Charlie Hebdo: "Ceux qui l’achètent pour la 1re fois vont être secoués"

  • Le journal était mourant. Le voilà plus que jamais ressuscité.
    Le journal était mourant. Le voilà plus que jamais ressuscité. AFP
Publié le , mis à jour
Joël Born

Regards. Deux lecteurs assidus de la presse satirique évoquent le Charlie Hebdo d’après les attentats.

Philippe Dagneau est un ancien lecteur d’Hara Kiri, solidement enraciné dans les années de l’après 68. C’est aussi un fidèle du Canard Enchaîné et de Charlie Hebdo, dont il est abonné depuis plusieurs années. Chaque mercredi, notre ancien confrère de Midi Libre, aujourd’hui journaliste ruthénois indépendant, débarquait dans la salle de rédaction, son Charlie sous le bras. Ce qui nous valut, d’ailleurs, d’interminables fous rires à la suite de quelques « unes» mémorables.

Lorsque nous l’avons appelé, hier, il venait tout juste de savourer le numéro historique de ce mercredi 14 janvier. Le premier Charlie de l’après attentats. Un journal, selon lui, dans l’esprit des précédents. "C’est une réponse du berger à la bergère, de ce point de vue-là, c’est très clair, commente Philippe. Dans tout le numéro, ils tirent à boulets rouges sur tous les religieux qui disent il faut faire comme ci, comme ça...Ceux qui l’achètent pour la première fois vont être un peu secoués. Avec ça, comme dans tous les canards, il y a du bon et du moins bon."

Mais pour Philippe qui, plus que des confrères, a l’impression d’avoir "perdu des amis", l’essentiel est ailleurs. "Le plus important est qu’il y ait eu autant de monde pour défendre la liberté, la liberté de tout le monde de penser ce que l’on veut.Que l’on soit d’accord ou pas d’accord avec ce qu’ils racontent. Et puis n’oublions pas que c’était une bande d’ados qui n’avaient jamais grandi, des héritiers directs de mai 68.Se foutre de la gueule de tout le monde, c’est typiquement français. Comme disait Wolinski, on est féroces mais jamais méchants. Ils sont malheureusement tombés sur de vrais méchants."

Comme nombre d’observateurs, il espère toutefois que le soufflet ne va pas retomber trop vite. "Sans mauvais jeu de mots, ils vont se faire un trésor de guerre, alors qu’ils étaient prêts à déposer le bilan. Maintenant, il faut que ça perdure..." Et il préfère ne pas s’attarder sur ceux qui ont, froidement, décidé de profiter de la situation pour spéculer sur le dos de Charlie. "Faire du pognon avec n’importe quoi, on ne pourra jamais l’empêcher... "

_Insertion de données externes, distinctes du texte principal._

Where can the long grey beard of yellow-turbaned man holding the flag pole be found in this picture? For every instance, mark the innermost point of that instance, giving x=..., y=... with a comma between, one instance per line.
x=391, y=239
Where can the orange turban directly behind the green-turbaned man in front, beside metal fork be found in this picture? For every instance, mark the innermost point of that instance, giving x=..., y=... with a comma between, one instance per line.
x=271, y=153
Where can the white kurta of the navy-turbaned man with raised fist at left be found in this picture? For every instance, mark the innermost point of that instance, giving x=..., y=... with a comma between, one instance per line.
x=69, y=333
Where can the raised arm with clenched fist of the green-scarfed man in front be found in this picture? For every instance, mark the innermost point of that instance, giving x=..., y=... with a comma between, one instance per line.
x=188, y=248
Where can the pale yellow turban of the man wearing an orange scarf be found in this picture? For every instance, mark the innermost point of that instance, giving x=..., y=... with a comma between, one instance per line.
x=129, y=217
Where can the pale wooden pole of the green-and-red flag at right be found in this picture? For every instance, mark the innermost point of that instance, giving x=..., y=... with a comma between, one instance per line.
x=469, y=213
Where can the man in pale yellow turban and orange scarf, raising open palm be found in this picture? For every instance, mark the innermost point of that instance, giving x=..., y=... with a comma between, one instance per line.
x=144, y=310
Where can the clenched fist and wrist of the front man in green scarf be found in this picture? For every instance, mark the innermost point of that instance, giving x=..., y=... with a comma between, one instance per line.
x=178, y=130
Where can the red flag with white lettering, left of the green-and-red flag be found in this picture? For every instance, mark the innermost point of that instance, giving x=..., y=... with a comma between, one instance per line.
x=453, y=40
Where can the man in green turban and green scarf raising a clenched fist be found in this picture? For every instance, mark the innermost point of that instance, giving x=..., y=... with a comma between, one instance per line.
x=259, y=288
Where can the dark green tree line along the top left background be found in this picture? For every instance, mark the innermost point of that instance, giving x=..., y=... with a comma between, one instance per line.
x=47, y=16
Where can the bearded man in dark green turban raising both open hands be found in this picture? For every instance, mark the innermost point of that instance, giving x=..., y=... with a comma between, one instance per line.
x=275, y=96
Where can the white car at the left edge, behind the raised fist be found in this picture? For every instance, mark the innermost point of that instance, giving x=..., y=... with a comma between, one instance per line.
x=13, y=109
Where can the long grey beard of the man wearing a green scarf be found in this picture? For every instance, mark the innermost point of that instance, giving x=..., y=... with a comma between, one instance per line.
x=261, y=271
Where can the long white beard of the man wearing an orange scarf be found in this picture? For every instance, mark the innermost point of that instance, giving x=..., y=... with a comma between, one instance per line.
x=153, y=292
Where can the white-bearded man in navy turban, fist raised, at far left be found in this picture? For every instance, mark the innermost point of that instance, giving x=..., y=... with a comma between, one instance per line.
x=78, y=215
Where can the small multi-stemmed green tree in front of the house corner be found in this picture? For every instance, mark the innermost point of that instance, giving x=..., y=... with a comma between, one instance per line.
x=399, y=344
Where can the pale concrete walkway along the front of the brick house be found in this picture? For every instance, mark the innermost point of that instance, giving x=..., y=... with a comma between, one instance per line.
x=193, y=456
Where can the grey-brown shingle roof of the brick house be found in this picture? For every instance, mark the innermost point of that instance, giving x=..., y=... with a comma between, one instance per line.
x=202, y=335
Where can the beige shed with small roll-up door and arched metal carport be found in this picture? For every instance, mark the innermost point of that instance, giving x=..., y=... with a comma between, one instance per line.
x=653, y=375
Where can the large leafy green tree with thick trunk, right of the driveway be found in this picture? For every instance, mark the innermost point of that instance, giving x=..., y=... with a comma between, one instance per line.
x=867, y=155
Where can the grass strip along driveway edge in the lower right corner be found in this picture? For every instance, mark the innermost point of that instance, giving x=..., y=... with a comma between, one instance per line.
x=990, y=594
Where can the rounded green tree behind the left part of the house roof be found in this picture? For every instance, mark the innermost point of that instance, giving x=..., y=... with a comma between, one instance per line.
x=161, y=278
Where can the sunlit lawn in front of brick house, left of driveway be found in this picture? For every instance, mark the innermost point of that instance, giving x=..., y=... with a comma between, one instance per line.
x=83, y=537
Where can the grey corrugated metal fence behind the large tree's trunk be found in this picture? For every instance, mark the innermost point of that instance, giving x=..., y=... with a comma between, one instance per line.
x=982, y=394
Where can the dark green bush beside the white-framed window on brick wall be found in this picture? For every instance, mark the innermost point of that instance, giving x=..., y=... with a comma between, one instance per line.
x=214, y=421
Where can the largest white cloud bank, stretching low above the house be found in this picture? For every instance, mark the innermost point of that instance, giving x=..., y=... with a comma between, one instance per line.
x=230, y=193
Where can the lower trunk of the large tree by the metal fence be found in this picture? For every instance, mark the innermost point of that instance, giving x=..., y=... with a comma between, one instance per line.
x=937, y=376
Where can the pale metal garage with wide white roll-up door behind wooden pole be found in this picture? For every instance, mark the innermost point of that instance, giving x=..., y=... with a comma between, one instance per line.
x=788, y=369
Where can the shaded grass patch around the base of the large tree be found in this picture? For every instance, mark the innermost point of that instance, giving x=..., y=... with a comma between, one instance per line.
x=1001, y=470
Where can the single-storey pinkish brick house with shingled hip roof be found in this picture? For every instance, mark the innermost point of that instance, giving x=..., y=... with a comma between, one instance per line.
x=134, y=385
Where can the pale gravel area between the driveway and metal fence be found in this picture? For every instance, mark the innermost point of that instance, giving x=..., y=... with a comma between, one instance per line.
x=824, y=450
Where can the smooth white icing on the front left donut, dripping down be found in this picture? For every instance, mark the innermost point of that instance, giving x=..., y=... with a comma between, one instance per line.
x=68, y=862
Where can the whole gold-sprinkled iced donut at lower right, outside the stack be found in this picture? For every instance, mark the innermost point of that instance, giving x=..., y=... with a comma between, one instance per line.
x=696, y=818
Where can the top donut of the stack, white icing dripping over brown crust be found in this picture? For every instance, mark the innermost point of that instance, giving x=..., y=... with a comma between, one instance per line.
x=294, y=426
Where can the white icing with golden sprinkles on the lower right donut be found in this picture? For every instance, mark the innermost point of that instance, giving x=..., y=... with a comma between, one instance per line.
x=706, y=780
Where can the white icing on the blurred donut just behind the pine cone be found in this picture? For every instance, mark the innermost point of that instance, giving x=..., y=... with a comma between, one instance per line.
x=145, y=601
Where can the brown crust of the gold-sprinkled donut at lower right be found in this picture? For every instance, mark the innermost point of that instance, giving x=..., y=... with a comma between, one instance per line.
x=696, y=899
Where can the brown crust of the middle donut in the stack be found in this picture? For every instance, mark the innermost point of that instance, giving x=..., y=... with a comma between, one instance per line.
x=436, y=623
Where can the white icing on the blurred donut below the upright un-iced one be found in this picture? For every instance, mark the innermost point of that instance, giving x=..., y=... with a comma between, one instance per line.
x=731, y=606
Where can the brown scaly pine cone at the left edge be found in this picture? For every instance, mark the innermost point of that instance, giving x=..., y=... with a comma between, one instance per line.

Fred va s’abonner parce que « la presse en a besoin »

Fred Andrieu, un Decazevillois de 47 ans est né en 1968. On ne se refait pas... Grand dévoreur de bandes dessinées, lui-même scénariste de BD, il fut pendant des années un lecteur assidu de Charlie. "J’ai arrêté d’acheter Charlie Hebdo, quand ils ont viré Siné. J’aimais bien ces mecs, mais j’en ai vraiment voulu à Philippe Val (ancien directeur de l'hebdomadaire)", explique-t-il. Internet a également et considérablement modifié ses habitudes de lecture. " Avant, j’étais un très gros consommateur de presse. Même si je continue à lire les journaux régulièrement et à acheter Libération avec son supplément littéraire, j’ai un peu levé le pied..."

Une semaine après cette terrible et sombre journée du 7 janvier, il ressent toujours un certain malaise. "Même si je n’ai pas vraiment été surpris, car il y avait déjà eu des attaques contre Charlie, l’exécution m’a choqué, traumatisé. Et je crois que j’aurais eu la même réaction, le même écœurement pour n’importe quel journal." Comme Philippe, il juge la une du nouveau Charlie dans la lignée des précédentes et de l’esprit du journal. Et les réactions négatives de certains pays comme l’Iran ne l’étonnent pas. Dans tous les cas, Frédéric espère que ces dramatiques événements vont "provoquer un sursaut pour la presse."

Il espère, surtout, se tromper. "Malheureusement, je pense que cet engouement va vite s’éteindre, comme ce fut le cas après le 11 septembre." Pour Fred, la question ne se pose même pas. La réponse est toute trouvée : "Je vais de nouveau l’acheter. Je vais même m’abonner, par militantisme. Pour la liberté de la presse. La presse en a besoin."